Yes, you can turn off tracing on the server. I just published MeshCentral v0.4.7-h with with improved error reporting for your case. Instead of "ERROR: {}" you should now see "ERROR: Unable to connect relay tunnel to: wss://xxx:yy/zzz, {}".

Here is my current best theory as to what is going on. When the agent connects to the MeshCentral, it will try to resolve the server's DNS name. If that fails, it will fall back to trying the last known good IP address of the server. This is great because if the DNS server does not work, you still get a connection.

The problem is that we did not implement the same fallback for relay tunnel connections (Desktop/Terminal/Files) and so, these are failing when the DNS does not work. Bryan needs to fix this so that the fallback happens also on tunnel connections.

Let me know if this theory sounds right in your case. Thanks.

Ok if I'm following what's happening correctly we're taking the assumption that there's an issue with DNS and as yet, the fallback hasn't been implemented for D/T/F for relay tunnels*) and so...

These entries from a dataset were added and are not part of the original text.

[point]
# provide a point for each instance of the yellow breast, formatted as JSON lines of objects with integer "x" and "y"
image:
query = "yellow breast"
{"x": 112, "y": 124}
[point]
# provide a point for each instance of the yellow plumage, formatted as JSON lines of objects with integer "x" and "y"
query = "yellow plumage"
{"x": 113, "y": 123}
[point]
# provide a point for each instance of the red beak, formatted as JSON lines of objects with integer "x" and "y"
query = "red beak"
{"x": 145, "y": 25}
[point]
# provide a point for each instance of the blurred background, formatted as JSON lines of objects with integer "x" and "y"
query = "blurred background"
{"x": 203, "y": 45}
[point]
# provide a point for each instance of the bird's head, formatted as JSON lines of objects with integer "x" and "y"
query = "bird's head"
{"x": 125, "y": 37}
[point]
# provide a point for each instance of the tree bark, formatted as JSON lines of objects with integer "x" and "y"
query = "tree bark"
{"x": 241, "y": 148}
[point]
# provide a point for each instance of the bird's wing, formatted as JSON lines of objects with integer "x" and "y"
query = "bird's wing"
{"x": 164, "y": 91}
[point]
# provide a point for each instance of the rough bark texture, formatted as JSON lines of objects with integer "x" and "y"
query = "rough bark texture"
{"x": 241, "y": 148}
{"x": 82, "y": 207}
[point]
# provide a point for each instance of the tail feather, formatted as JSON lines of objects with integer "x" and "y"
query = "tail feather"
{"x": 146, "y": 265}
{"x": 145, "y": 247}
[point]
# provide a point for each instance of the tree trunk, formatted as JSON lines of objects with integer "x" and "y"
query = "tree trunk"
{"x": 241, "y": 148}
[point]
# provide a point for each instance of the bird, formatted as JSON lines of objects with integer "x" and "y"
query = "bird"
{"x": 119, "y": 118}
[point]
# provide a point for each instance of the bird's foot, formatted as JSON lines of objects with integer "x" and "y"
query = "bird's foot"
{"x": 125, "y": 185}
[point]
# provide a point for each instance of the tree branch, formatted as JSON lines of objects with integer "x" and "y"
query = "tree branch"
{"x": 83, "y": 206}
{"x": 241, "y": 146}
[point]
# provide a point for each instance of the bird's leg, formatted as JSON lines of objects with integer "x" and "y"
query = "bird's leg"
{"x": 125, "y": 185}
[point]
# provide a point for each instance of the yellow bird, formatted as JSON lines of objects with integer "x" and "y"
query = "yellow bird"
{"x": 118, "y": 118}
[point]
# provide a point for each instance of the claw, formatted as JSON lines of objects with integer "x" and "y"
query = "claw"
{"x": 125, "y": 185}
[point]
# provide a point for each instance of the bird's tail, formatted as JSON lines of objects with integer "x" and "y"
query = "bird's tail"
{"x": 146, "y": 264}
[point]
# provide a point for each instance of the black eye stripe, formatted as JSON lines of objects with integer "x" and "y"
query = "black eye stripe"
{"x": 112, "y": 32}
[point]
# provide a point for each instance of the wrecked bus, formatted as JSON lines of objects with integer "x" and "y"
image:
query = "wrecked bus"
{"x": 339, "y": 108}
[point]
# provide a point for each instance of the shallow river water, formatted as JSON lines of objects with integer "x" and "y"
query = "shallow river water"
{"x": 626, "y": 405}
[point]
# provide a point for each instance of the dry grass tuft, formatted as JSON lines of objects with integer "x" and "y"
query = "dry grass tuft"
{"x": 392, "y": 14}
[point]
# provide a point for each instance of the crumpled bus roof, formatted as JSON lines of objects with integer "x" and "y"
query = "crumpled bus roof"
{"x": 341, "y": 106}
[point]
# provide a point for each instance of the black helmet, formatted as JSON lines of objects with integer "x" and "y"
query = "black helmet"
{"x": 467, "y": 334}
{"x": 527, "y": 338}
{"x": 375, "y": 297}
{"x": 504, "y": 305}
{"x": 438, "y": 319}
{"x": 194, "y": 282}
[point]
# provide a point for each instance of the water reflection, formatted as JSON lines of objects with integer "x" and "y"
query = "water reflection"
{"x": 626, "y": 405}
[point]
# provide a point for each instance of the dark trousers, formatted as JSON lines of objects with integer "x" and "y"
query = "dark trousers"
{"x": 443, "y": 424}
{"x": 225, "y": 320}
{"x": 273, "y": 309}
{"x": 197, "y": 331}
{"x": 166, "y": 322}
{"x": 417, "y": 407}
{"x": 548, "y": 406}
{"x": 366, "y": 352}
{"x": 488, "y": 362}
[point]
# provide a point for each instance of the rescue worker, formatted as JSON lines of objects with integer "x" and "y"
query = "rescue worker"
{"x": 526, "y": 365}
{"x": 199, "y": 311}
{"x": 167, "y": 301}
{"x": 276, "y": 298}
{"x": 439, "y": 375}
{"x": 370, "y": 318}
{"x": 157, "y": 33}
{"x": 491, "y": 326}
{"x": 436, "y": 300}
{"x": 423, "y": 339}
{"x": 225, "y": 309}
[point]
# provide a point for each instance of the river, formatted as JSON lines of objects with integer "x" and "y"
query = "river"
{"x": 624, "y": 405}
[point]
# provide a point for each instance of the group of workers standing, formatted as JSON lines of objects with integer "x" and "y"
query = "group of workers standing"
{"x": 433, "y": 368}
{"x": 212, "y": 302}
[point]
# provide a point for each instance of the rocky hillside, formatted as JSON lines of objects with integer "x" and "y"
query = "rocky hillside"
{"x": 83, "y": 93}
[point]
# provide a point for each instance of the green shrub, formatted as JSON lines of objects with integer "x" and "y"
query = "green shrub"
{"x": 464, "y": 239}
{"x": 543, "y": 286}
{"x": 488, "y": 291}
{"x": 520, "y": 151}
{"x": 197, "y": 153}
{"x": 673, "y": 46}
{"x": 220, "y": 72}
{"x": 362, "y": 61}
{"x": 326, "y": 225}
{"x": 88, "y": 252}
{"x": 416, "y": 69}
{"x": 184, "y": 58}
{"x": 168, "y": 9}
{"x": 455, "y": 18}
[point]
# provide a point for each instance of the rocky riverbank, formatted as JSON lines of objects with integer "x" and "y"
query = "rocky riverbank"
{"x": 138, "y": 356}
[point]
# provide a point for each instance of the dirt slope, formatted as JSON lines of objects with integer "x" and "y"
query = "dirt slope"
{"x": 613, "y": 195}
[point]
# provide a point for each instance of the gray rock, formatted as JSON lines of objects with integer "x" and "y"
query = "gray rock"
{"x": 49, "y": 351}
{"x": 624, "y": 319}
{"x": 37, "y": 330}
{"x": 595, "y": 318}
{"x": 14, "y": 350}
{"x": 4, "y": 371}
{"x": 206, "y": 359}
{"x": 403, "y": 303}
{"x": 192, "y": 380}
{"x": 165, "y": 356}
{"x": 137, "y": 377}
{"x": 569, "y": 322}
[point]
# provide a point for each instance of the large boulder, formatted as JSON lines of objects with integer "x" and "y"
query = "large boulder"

1. When I jump onto my remote system and perform a _ping_ of my MC2 server (using it's FQDN), I get an "unknown host".
2. When I perform an _nslookup_ of the FQDN using the configured name servers for that system, I get resolution.

So I'm thinking that the customer has done something to the networking that prevents lookups, which I'll take up with them, however before I do that, I wonder if I can use this unique situation to test your updates? I'm more than happy to update my MC2 server to 4.7-h just to prove that the improved error reporting works as expected, even though it may not (at the moment) give me back the functionality for D/T/F.

Following me so far?

we did not implement the same fallback for relay tunnel connections

*Remember, although I initially saw this through MCR, I can't use the D/T/F functionality when I log into MC2 server either, so I'm not sure your comment (if I'm understanding it correctly) is completely true (ie "just for relay tunnel connections")

Interesting, I think we are on to something. So, 4.7-h just has a better error report, no need to update until we implement the fix. If all goes right, no need to change anything on the customer's computer.

I am out traveling next week, but Bryan will probably work on this. So, hopefully soon, we will have a fix for this.

Understood. Safe travels :airplane: :beers:

Bryan got code to fix this, but it will need a new agent binary update. Got to do a bunch of testing first.

FYI : the DNS issues that I was experiencing onsite needed to get fixed, so I'm back up and running and (as expected) D/T/F and MCR are back up and operational. However, I am able to "force" the DNS issue back into play which I'm more than happy to do to check the update as and when it's ready.